3. Yes, Ethics Matter. But So Does Scope.
Some will argue that “neutrality” is itself a political choice and that silence in the face of injustice is unacceptable. I understand that position, but that doesn't mean that it always needs to spill over into professional care. I agree that there are moments when the profession must speak - when laws directly threaten access to care, when ethical violations occur, or when practice itself is endangered.

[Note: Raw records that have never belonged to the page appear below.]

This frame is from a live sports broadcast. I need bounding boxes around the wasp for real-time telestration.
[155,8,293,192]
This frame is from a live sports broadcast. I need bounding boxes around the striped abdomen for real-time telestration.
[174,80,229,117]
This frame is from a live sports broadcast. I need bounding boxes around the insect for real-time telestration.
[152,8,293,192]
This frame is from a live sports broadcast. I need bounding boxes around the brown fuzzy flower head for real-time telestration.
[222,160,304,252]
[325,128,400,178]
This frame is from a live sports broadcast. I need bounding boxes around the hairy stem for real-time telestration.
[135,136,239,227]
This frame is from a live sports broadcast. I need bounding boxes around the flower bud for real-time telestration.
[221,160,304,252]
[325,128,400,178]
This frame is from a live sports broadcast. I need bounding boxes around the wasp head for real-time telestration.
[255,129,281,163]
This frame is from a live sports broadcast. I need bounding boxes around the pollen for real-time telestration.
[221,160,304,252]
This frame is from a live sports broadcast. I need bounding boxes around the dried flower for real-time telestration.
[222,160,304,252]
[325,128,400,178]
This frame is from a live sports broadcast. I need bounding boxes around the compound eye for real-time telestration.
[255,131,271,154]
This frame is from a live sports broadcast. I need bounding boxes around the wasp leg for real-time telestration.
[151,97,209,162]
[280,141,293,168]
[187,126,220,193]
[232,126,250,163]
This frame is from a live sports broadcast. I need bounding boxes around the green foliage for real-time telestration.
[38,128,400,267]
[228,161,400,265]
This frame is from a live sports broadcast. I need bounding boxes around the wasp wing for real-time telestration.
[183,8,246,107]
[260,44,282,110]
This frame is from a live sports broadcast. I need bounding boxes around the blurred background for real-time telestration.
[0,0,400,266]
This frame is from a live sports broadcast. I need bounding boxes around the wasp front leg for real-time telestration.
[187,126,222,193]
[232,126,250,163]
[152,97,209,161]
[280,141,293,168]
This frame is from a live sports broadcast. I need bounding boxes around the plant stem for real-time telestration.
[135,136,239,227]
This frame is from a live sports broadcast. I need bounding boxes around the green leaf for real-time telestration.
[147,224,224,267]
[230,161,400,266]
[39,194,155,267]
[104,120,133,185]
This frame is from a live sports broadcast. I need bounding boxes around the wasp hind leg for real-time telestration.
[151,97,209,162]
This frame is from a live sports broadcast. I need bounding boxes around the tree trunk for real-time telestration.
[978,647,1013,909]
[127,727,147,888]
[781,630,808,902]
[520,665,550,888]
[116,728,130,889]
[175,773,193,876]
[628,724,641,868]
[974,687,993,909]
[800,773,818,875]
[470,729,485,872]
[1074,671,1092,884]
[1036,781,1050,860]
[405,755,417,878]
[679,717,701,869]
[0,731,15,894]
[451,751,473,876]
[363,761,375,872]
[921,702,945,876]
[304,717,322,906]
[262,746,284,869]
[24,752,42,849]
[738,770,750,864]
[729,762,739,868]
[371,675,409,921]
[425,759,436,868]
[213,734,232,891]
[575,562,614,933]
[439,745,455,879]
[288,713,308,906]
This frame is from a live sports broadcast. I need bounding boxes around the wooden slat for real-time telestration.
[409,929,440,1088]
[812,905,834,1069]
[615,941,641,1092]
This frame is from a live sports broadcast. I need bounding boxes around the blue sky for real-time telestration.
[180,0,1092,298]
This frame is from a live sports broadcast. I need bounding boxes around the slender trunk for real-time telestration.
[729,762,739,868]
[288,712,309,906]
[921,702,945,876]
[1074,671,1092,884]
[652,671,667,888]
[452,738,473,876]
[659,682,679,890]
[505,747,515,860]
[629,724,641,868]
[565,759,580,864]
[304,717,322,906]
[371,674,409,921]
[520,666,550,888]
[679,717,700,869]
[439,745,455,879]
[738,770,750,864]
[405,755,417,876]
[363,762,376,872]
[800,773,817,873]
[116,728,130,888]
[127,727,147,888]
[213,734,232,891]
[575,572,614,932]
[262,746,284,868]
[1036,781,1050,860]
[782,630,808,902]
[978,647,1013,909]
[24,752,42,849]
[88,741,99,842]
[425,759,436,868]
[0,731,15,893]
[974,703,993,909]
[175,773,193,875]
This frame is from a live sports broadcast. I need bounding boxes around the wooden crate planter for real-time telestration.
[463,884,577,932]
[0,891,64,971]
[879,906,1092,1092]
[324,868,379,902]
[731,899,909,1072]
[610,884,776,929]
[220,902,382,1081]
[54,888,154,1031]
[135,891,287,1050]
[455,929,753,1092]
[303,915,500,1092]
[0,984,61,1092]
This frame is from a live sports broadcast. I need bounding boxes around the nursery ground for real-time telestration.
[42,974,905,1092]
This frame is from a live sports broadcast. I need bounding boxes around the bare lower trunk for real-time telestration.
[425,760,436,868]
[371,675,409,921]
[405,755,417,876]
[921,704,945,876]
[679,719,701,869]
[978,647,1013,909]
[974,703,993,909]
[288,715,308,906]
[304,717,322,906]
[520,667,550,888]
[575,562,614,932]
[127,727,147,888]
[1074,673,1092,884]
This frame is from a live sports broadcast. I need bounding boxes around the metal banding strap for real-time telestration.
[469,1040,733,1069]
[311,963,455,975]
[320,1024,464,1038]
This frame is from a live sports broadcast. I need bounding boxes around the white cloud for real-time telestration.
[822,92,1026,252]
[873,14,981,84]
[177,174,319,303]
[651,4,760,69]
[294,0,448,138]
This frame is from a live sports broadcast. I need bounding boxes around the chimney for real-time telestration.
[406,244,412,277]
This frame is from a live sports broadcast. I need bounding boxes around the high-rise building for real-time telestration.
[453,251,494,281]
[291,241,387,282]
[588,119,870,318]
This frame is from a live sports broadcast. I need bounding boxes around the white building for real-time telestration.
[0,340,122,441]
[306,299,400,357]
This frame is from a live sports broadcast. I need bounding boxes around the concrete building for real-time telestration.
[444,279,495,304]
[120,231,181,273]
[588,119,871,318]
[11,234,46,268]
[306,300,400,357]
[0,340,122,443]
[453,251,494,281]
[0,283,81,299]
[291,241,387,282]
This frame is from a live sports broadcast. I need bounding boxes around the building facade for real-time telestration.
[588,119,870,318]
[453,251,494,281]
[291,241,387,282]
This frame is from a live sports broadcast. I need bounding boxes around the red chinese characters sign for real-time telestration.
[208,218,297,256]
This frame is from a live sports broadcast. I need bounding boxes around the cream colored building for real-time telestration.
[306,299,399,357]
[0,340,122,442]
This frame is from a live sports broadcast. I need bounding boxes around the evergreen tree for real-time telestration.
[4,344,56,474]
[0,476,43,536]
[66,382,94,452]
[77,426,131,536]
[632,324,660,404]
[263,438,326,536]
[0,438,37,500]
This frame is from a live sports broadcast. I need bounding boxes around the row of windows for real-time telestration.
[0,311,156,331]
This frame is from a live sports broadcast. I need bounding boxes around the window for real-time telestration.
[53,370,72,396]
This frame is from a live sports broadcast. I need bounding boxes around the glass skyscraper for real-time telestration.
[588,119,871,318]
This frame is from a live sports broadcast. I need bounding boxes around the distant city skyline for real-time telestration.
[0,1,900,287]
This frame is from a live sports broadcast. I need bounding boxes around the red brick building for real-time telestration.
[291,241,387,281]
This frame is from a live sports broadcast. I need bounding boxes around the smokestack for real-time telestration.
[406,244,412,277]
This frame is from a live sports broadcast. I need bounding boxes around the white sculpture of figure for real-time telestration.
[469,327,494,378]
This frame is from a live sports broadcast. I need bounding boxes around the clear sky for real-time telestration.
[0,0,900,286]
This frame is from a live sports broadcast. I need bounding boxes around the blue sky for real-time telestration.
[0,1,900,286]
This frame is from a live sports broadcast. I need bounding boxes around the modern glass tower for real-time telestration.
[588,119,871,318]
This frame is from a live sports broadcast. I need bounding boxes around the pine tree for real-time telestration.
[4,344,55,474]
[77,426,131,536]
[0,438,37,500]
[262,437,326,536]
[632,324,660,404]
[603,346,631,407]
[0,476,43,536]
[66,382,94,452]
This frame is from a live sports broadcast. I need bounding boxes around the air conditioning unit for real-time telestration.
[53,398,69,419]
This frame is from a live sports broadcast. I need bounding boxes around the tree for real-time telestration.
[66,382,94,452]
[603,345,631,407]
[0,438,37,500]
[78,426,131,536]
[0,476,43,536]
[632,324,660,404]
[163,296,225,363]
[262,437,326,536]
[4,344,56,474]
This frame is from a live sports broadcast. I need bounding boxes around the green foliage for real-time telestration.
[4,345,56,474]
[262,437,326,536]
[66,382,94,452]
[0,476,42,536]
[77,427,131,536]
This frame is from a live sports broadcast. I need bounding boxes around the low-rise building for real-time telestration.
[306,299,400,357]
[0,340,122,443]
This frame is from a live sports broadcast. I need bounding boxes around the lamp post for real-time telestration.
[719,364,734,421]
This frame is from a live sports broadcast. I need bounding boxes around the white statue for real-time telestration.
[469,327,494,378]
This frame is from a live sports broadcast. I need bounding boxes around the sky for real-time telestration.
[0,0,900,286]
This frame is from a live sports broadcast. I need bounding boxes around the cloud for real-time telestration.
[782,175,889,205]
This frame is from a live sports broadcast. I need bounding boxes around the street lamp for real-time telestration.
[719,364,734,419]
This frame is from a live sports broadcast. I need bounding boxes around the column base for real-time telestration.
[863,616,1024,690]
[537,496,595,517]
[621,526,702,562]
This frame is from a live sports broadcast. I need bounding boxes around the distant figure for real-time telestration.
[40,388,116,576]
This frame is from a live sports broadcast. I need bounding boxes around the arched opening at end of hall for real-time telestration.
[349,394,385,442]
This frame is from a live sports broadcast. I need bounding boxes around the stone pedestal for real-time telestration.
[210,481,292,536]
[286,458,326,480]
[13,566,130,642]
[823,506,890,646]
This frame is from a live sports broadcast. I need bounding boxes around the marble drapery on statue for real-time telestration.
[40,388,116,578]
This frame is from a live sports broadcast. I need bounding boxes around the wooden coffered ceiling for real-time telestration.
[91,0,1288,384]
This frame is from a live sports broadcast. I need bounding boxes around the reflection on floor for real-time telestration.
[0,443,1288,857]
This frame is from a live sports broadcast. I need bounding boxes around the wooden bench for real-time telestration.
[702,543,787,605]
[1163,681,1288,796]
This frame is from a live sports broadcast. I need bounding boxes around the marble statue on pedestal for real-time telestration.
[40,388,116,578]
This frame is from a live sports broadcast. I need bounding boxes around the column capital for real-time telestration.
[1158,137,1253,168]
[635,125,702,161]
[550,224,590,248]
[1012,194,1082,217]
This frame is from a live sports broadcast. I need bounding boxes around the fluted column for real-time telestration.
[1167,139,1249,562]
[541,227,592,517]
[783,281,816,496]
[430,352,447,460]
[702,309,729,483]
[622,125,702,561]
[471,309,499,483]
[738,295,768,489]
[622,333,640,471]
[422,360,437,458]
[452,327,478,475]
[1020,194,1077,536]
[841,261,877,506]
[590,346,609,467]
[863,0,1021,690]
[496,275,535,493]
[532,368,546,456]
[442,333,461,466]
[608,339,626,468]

However, I believe that we have to draw the line between advocacy within our scope and politicization beyond it. For example, it’s fine to advocate for inclusive healthcare access. But I think it is problematic to demand that occupational therapy as a profession endorse specific positions on foreign policy, abolitionist ideology, or electoral politics. That moves us out of health care and into activism by proxy.
4. The Danger of Losing Public Trust
People trust occupational therapists to provide care that is competent, ethical, and nonpartisan. That trust is fragile. When we frame the profession as an agent of political resistance, we risk alienating our own practitioners and the communities we are trying to serve.
We cannot be all things to all movements. We shouldn't even try to be.
5. There Is Room for Activism—Just Not Through Co-opted Professional Identity
Those who feel called to political action should be free to organize, advocate, protest, and educate. Use your voice, your platforms (carefully and judiciously), and your freedom. But let’s not mistake our personal moral calling for a collective professional mandate for all occupational therapy practitioners.
So if you think your occupational therapy platform is the place to organize, advocate, protest, and educate, maybe you need to take a step back and consider your advocacy position and what you are demanding of your colleagues.
I remain committed to a profession that welcomes ideological diversity, upholds ethical practice, and resists the pressure to become a proxy for any one worldview. Occupational therapy must remain capacious enough to include many perspectives. We need an expansive vision of occupational therapy that resists narrowing to one ideology. A pluralistic profession honors differences without demanding uniformity of belief.
If we abandon our professional foundation then we do not evolve. Rather, we devolve into a movement, or worse, a political cult. And no matter how loudly such movements claim the moral high ground, they are exclusionary by design.
They do not serve everyone. They serve themselves.